Сиам — это долина реки Менам; на реке — вереницы домов на сваях, рынки, жилища на лодках, переполненные своими обитателями. По краю долины — рисовые поля и два-три города, в том числе столица. А дальше — обширные леса, огромные пространства, залитые водами реки. На редких «пятачках» незаливаемых лесных земель обитают дикие тигры и слоны и даже, как утверждает Э. Кемпфер{139}, серны. Другое чудовище — лев — царит в Эфиопии, в Северной Африке, в Персии около Басры, да и на пути в Афганистан через Северо-Западную Индию. В реках Филиппин кишат крокодилы{140}, на прибрежных равнинах Суматры и Индии, на плоскогорьях Ирана хозяйничают кабаны. К северу от Пекина регулярно охотятся на диких лошадей, ловя их с помощью лассо{141}. По словам Джемелли Карери, в горах вокруг Трапезунда выли дикие собаки, мешая ему спать{142}. На небольших диких коров яростно охотятся в Гвинее, в то же время все бежит перед стадами слонов и гиппопотамов, этих «морских лошадей» (sic!), которые в тех же областях опустошают поля «риса, проса и прочей зелени… Порой видели их стада в триста-четыреста голов разом»{143}. В огромной Южной Африке, пустой и безлюдной за пределами районов, прилегающих к мысу Доброй Надежды, наряду с очень редкими людьми, «по образу жизни более напоминающими зверей, нежели людей», встречаются «свирепые» животные — множество львов и слонов, которые считаются самыми крупными в мире{144}. Это удобный случай вспомнить о слонах в Северной Африке, во времена Карфагена и Ганнибала, перенесясь мысленно на много веков назад и на другой конец континента. Можно также вспомнить и о настоящей охоте на слонов (тоже севернее, в центре Тропической Африки), которая с XVI в. давала европейцам огромное количество слоновой кости{145}.

Охота на тюленя: этот рисунок 1618 г. изображает приключение шведских охотников, унесенных на льдине вместе со своей добычей в море. До суши они добрались лишь двумя неделями позднее. Стокгольм. Национальный музей. (Фототека издательства А. Колэн)

Что касается волков, то они распространены по всей Европе от Урала до Гибралтарского пролива, а в горах ее везде владычествуют медведи.

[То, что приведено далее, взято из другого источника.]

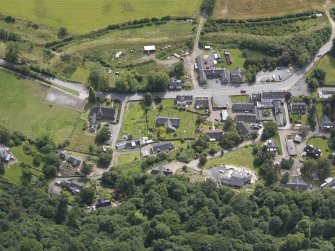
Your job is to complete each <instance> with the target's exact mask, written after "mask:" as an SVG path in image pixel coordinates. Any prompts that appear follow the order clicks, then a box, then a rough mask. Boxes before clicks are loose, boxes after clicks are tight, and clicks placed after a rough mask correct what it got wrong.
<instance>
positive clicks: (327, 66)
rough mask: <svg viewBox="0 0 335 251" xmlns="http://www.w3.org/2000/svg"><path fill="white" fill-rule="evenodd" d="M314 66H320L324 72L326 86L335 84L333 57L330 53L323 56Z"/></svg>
mask: <svg viewBox="0 0 335 251" xmlns="http://www.w3.org/2000/svg"><path fill="white" fill-rule="evenodd" d="M316 68H320V69H322V70H324V71H325V72H326V83H325V85H327V86H332V87H334V86H335V57H332V56H330V55H326V56H324V57H323V58H322V59H321V60H320V62H319V63H318V64H317V66H316Z"/></svg>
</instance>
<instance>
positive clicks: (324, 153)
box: [307, 137, 330, 157]
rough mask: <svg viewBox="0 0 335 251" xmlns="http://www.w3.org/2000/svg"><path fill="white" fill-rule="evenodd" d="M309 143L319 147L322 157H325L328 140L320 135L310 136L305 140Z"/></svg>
mask: <svg viewBox="0 0 335 251" xmlns="http://www.w3.org/2000/svg"><path fill="white" fill-rule="evenodd" d="M307 144H309V145H313V146H316V147H318V148H320V149H321V151H322V157H327V156H328V154H329V151H330V150H329V140H328V139H326V138H321V137H313V138H310V139H309V140H308V142H307Z"/></svg>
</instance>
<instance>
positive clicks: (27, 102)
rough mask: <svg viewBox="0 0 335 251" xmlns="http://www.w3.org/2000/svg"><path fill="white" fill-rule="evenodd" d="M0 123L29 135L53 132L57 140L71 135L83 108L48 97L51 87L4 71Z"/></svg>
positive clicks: (8, 127)
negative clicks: (37, 82)
mask: <svg viewBox="0 0 335 251" xmlns="http://www.w3.org/2000/svg"><path fill="white" fill-rule="evenodd" d="M0 83H1V85H0V114H1V116H0V126H4V127H6V128H8V129H9V130H11V131H20V132H22V133H23V134H25V135H27V136H29V137H34V138H36V137H39V136H42V135H46V134H47V135H50V136H51V137H52V138H53V139H54V140H55V141H56V142H57V143H61V142H63V141H64V140H65V139H67V138H68V137H69V135H70V134H71V132H72V130H73V128H74V127H75V125H76V124H77V122H78V118H79V116H80V113H79V112H76V111H73V110H70V109H68V108H65V107H63V106H57V105H53V106H52V107H49V104H50V103H49V102H46V101H45V100H44V98H45V96H46V94H47V92H48V90H49V88H48V87H45V86H41V85H39V84H37V83H35V82H32V81H29V80H22V79H19V78H17V77H16V76H14V75H12V74H9V73H7V72H4V71H0Z"/></svg>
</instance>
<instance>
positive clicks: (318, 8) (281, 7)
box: [214, 0, 325, 19]
mask: <svg viewBox="0 0 335 251" xmlns="http://www.w3.org/2000/svg"><path fill="white" fill-rule="evenodd" d="M324 3H325V1H323V0H300V1H295V0H268V1H263V0H216V6H215V10H214V15H215V16H216V17H217V18H229V19H246V18H260V17H271V16H279V15H286V14H290V13H297V12H302V11H306V10H311V9H322V4H324Z"/></svg>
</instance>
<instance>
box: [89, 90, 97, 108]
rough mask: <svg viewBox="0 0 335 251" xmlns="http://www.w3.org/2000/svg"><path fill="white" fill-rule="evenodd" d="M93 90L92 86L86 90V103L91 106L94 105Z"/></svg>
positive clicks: (93, 91) (94, 93) (94, 100)
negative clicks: (88, 88)
mask: <svg viewBox="0 0 335 251" xmlns="http://www.w3.org/2000/svg"><path fill="white" fill-rule="evenodd" d="M95 100H96V98H95V90H94V89H93V88H92V86H91V87H90V88H89V90H88V101H89V102H90V103H91V104H94V103H95Z"/></svg>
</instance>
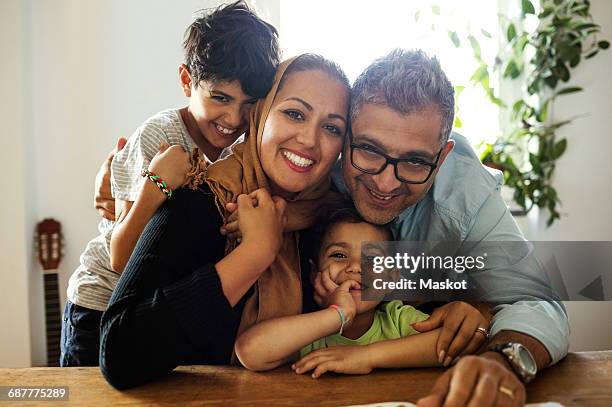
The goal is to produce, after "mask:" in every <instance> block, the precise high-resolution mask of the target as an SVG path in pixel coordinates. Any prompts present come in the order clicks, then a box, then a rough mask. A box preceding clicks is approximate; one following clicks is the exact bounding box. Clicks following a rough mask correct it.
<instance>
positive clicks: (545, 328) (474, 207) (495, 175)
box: [332, 133, 569, 363]
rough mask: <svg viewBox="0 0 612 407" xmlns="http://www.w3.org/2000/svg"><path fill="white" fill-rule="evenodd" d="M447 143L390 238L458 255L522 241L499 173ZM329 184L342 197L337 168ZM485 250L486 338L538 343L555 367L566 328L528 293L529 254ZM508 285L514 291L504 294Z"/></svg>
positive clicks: (461, 136)
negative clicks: (431, 171)
mask: <svg viewBox="0 0 612 407" xmlns="http://www.w3.org/2000/svg"><path fill="white" fill-rule="evenodd" d="M451 139H453V140H454V141H455V146H454V148H453V151H452V152H451V153H450V154H449V155H448V156H447V157H446V160H445V161H444V163H443V164H442V166H441V167H440V170H439V171H438V174H437V175H436V178H435V181H434V183H433V186H432V187H431V189H430V190H429V191H428V192H427V193H426V195H425V196H424V197H423V199H422V200H421V201H419V202H418V203H417V204H415V205H413V206H411V207H409V208H407V209H405V210H404V211H403V212H402V213H400V215H399V216H398V217H397V218H396V219H395V220H394V222H393V223H392V230H393V233H394V236H395V238H396V239H397V240H404V241H434V242H435V241H445V242H449V241H452V242H457V247H458V250H459V247H460V246H461V243H463V242H470V243H474V242H500V241H524V240H525V238H524V237H523V234H522V233H521V231H520V229H519V228H518V225H517V224H516V222H515V220H514V218H513V217H512V214H511V213H510V210H509V209H508V206H507V205H506V203H505V202H504V200H503V199H502V197H501V195H500V188H501V186H502V184H503V175H502V173H501V172H500V171H497V170H494V169H490V168H488V167H485V166H484V165H482V163H481V162H480V160H479V159H478V157H477V156H476V154H475V153H474V150H473V149H472V147H471V146H470V144H469V142H468V141H467V139H465V138H464V137H463V136H461V135H459V134H457V133H452V135H451ZM349 165H350V164H349ZM332 179H333V181H334V183H335V185H336V186H337V187H338V189H339V190H340V191H341V192H343V193H345V194H348V191H347V189H346V186H345V185H344V180H343V179H342V170H341V167H340V165H336V167H335V168H334V171H333V173H332ZM490 246H491V245H488V246H487V247H488V251H489V253H488V257H487V267H486V269H485V270H484V271H485V272H486V274H485V273H481V275H482V277H484V279H485V280H487V281H488V282H489V283H490V282H494V285H496V287H494V289H491V290H490V291H489V295H488V296H487V298H486V300H487V301H490V302H494V303H497V304H499V305H496V306H495V307H494V308H493V312H494V314H495V315H494V318H493V320H492V322H491V329H490V333H491V335H495V334H496V333H498V332H499V331H502V330H512V331H518V332H522V333H525V334H528V335H530V336H532V337H534V338H536V339H538V340H539V341H540V342H542V344H543V345H544V346H545V347H546V348H547V349H548V352H549V353H550V356H551V358H552V362H553V363H556V362H557V361H559V360H560V359H562V358H563V357H564V356H565V355H566V354H567V350H568V346H569V324H568V321H567V315H566V313H565V309H564V307H563V305H562V304H561V303H560V302H557V301H551V299H550V298H547V297H545V296H543V295H539V294H538V292H537V289H534V284H533V279H532V278H531V276H533V275H535V274H537V271H536V267H537V262H536V261H535V259H534V258H533V256H531V253H527V254H525V255H524V256H519V257H516V256H514V258H513V256H508V255H507V252H505V251H504V250H503V249H502V248H500V249H499V251H498V252H497V253H491V250H490ZM476 247H477V246H476ZM473 249H474V245H471V250H473ZM509 285H511V286H516V287H514V288H515V289H509ZM523 287H524V289H522V288H523ZM519 293H520V294H519Z"/></svg>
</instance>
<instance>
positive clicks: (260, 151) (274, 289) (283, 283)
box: [206, 57, 330, 363]
mask: <svg viewBox="0 0 612 407" xmlns="http://www.w3.org/2000/svg"><path fill="white" fill-rule="evenodd" d="M297 58H299V57H297ZM295 60H296V58H293V59H290V60H287V61H285V62H283V63H282V64H281V65H280V66H279V68H278V71H277V73H276V76H275V78H274V83H273V85H272V89H271V90H270V92H269V93H268V95H267V96H266V98H265V99H263V100H260V101H258V102H257V104H256V105H255V107H254V108H253V109H252V110H251V114H250V126H249V132H248V134H247V137H246V140H245V141H244V142H243V143H241V144H239V145H237V146H235V147H234V148H233V154H231V155H230V156H228V157H227V158H225V159H223V160H220V161H217V162H216V163H214V164H212V165H210V166H209V167H208V169H207V173H206V182H207V183H208V185H209V187H210V189H211V190H212V192H213V193H214V194H215V202H216V204H217V209H218V210H219V212H220V213H221V216H222V217H223V219H224V220H227V217H228V216H229V214H228V213H227V211H226V210H225V204H227V203H230V202H236V201H237V199H238V195H240V194H249V193H251V192H253V191H255V190H257V189H259V188H266V189H267V190H268V191H270V186H269V183H268V179H267V177H266V174H265V173H264V171H263V168H262V165H261V161H260V157H261V154H260V152H261V139H262V134H263V130H264V125H265V123H266V120H267V118H268V114H269V113H270V109H271V107H272V104H273V102H274V98H275V97H276V94H277V93H278V90H279V84H280V82H281V80H282V78H283V76H284V75H285V72H286V71H287V68H288V67H289V66H290V65H291V64H292V63H293V62H294V61H295ZM329 183H330V181H329V177H324V179H322V180H321V181H320V182H319V183H317V184H315V185H312V186H311V187H310V188H308V189H307V190H304V191H302V192H300V193H299V194H298V195H297V196H296V197H295V198H294V199H292V201H298V200H311V199H317V198H320V197H322V196H323V195H324V194H325V192H326V191H327V190H328V189H329ZM234 247H235V244H234V245H231V244H229V242H228V245H227V246H226V254H227V253H229V252H230V251H231V250H232V249H233V248H234ZM236 272H239V270H236ZM254 289H255V290H254V294H253V295H252V296H251V297H250V298H249V299H248V300H247V302H246V304H245V307H244V310H243V312H242V318H241V321H240V327H239V329H238V335H240V334H241V333H242V332H244V331H245V330H246V329H248V328H249V327H251V326H252V325H254V324H256V323H258V322H261V321H264V320H267V319H271V318H278V317H282V316H288V315H297V314H300V313H301V312H302V284H301V272H300V255H299V251H298V233H297V232H287V233H285V234H284V235H283V243H282V246H281V249H280V251H279V253H278V256H277V257H276V259H275V260H274V262H273V263H272V265H271V266H270V267H269V268H268V269H267V270H266V271H264V272H263V273H262V274H261V276H260V277H259V279H258V280H257V282H256V283H255V286H254ZM232 362H233V363H235V362H236V358H235V355H234V357H233V358H232Z"/></svg>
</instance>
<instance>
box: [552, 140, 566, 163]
mask: <svg viewBox="0 0 612 407" xmlns="http://www.w3.org/2000/svg"><path fill="white" fill-rule="evenodd" d="M566 148H567V139H565V138H564V139H561V140H559V141H557V142H556V143H555V147H554V150H553V157H552V158H553V159H554V160H556V159H557V158H559V157H561V156H562V155H563V153H564V152H565V149H566Z"/></svg>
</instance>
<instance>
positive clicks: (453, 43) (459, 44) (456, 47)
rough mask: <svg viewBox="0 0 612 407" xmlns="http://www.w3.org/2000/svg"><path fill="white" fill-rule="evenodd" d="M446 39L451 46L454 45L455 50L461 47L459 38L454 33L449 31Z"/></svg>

Повсеместное наличие Волков, озабоченность, которую они вызывают, делают охоту на них показателем «здоровья» деревень и даже городов, свидетельством минувших добрых лет. Как только ослабевает внимание к борьбе с ними, при экономическом спаде, при суровой зиме, волки делаются многочисленными. В 1420 г. стаи волков проникают в Париж через бреши в крепостных стенах или через плохо охраняемые ворота; а в сентябре 1438 г. они снова тут как тут и нападают на людей — на сей раз за пределами города, между Монмартром и Сент-Антуанскими воротами{146}. В 1640 г., переправившись через реку Ду возле городских мельниц, волки появились в Безансоне и «поедали детей на улицах»{147}. Учрежденные Франциском I около 1520 г. «великие егермейстеры» устраивают большие облавы, к которым привлекают сеньеров и обитателей деревень; так было еще в 1765 г. в Жеводане, где «опустошения, причиняемые волками, породили легенду о существовании какого-то чудовищного зверя»{148}. В 1779 г. один француз писал: «Кажется, что во Франции пытаются уничтожить самый вид волков, как сделали это более шестисот лет назад в Англии; но нелегко изловить их в такой обширной и столь открытой со всех сторон стране, как наша, хотя это и оказалось осуществимо на острове вроде Великобритании»{149}. Но разве не обсуждали депутаты торгового сословия в 1783 г. предложение, внесенное несколькими годами ранее, а именно: «Ввезти в Англию волков, в числе достаточном для уничтожения большей части населения»{150}! Даже в отношении волков Франция, связанная с землями континента, с далекими лесами Германии или Польши, не может избежать последствий своего географического положения перекрестка. Еще в 1851 г. в Веркоре было полно волков{151}.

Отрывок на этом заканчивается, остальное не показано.